What's particularly interesting with damage points is that the better your credit rating, the more your FICO score falls when you make a mistake. While a number of factors go into how much your score will be lowered, even one payment that is 30 days late can dock a 780-plus credit score as much as 110 points, according to the data released by Fair Isaac. Thus just one 30-day late payment can easily move you into a higher interest rate bracket when you apply for credit.

What can you do if your credit score suffers from damage points?

  • First, make sure the information in your credit file is correct. In some cases, whether through identity theft or a simple mistake, your credit file can contain inaccurate negative information.
  • Second, if you think you are at risk of identity theft, consider the services provided by the likes of Identity Guard and Equifax.

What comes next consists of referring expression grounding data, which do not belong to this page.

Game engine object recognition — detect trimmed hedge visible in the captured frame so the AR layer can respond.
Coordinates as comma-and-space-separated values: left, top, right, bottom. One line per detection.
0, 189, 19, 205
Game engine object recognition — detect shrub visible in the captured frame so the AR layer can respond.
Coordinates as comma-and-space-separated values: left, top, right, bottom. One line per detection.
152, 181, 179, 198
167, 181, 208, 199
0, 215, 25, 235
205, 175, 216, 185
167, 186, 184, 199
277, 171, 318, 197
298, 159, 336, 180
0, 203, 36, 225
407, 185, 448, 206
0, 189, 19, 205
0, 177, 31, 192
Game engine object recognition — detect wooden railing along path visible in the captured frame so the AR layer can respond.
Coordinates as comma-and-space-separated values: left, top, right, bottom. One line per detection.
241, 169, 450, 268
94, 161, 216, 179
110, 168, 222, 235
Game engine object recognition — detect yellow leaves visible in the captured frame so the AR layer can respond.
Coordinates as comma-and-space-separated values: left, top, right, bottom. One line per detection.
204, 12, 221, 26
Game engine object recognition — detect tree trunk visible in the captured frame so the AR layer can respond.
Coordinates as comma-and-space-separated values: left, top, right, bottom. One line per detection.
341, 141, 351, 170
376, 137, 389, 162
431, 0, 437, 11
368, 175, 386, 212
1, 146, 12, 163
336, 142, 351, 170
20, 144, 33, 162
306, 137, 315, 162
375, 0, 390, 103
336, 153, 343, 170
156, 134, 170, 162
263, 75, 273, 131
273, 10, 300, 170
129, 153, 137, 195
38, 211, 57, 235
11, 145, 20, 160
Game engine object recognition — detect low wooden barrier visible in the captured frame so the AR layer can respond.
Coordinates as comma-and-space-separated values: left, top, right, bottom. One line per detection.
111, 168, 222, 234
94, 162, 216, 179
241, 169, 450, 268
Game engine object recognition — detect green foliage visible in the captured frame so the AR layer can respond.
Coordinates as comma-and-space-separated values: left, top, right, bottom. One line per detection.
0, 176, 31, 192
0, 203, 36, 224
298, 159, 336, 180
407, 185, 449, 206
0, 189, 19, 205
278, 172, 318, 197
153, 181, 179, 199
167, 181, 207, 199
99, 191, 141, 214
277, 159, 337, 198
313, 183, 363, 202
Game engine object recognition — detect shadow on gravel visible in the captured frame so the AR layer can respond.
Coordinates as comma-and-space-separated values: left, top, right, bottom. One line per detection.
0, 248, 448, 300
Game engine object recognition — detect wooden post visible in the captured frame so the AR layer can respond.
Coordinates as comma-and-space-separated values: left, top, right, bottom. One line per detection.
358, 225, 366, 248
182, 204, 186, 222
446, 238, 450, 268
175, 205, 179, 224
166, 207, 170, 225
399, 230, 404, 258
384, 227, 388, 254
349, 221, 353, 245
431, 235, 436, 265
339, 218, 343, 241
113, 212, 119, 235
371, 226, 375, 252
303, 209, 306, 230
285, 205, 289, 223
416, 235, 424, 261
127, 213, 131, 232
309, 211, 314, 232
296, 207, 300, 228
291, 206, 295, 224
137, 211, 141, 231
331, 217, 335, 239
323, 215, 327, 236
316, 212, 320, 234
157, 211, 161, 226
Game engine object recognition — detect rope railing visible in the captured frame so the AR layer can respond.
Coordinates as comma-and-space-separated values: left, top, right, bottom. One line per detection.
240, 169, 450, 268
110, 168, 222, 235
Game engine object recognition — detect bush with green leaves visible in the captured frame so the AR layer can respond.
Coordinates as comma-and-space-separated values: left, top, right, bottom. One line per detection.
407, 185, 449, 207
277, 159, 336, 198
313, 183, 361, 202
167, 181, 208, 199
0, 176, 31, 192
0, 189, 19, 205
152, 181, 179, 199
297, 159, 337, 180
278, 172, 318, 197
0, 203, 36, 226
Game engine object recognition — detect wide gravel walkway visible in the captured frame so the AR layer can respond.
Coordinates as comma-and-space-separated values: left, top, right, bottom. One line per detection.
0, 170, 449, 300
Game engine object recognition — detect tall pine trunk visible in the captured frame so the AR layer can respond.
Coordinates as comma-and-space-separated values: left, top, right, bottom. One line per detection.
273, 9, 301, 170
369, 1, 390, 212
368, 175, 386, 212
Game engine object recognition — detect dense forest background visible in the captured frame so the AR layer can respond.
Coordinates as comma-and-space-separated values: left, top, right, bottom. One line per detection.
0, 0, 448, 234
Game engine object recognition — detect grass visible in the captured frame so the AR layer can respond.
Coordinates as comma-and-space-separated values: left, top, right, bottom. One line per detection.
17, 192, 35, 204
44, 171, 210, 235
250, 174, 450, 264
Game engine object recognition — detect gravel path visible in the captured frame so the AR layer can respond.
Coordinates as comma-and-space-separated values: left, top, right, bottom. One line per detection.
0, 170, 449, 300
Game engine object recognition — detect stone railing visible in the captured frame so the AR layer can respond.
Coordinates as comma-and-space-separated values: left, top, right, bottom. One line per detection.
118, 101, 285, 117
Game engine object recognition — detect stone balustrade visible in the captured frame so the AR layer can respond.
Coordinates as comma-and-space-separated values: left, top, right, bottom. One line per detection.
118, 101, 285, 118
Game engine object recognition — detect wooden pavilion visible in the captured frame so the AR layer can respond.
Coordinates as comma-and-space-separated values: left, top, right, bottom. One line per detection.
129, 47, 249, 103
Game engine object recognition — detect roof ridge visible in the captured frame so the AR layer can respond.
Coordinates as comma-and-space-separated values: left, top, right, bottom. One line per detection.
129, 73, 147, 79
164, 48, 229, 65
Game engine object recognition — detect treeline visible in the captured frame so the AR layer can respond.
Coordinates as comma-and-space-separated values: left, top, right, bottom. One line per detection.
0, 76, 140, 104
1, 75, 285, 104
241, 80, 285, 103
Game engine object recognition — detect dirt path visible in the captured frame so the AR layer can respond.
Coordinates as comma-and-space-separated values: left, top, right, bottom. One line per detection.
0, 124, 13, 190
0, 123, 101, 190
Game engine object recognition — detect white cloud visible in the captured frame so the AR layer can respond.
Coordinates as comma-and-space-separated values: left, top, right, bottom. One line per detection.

Both offer free trials to check your credit score and credit reports, and if you like their services, you can sign on with them for an entire year to monitor your credit file.
  • Finally, if the negative information in your credit file is accurate, consider two options.
    • Contact your creditor to see if it will remove the negative reference. Although the information may be accurate, creditors will sometimes accommodate you to keep a customer happy.
    • Recognize that no matter how bad your credit may be, it can always be improved. Negative references do not remain on your record forever, and responsible use of credit will improve your credit score.

With some of the mystery removed from how FICO determines your credit rating, get busy watching over your credit scores. A little effort on your part will help you maintain a good credit score, which will make your life less complicated and a lot less expensive.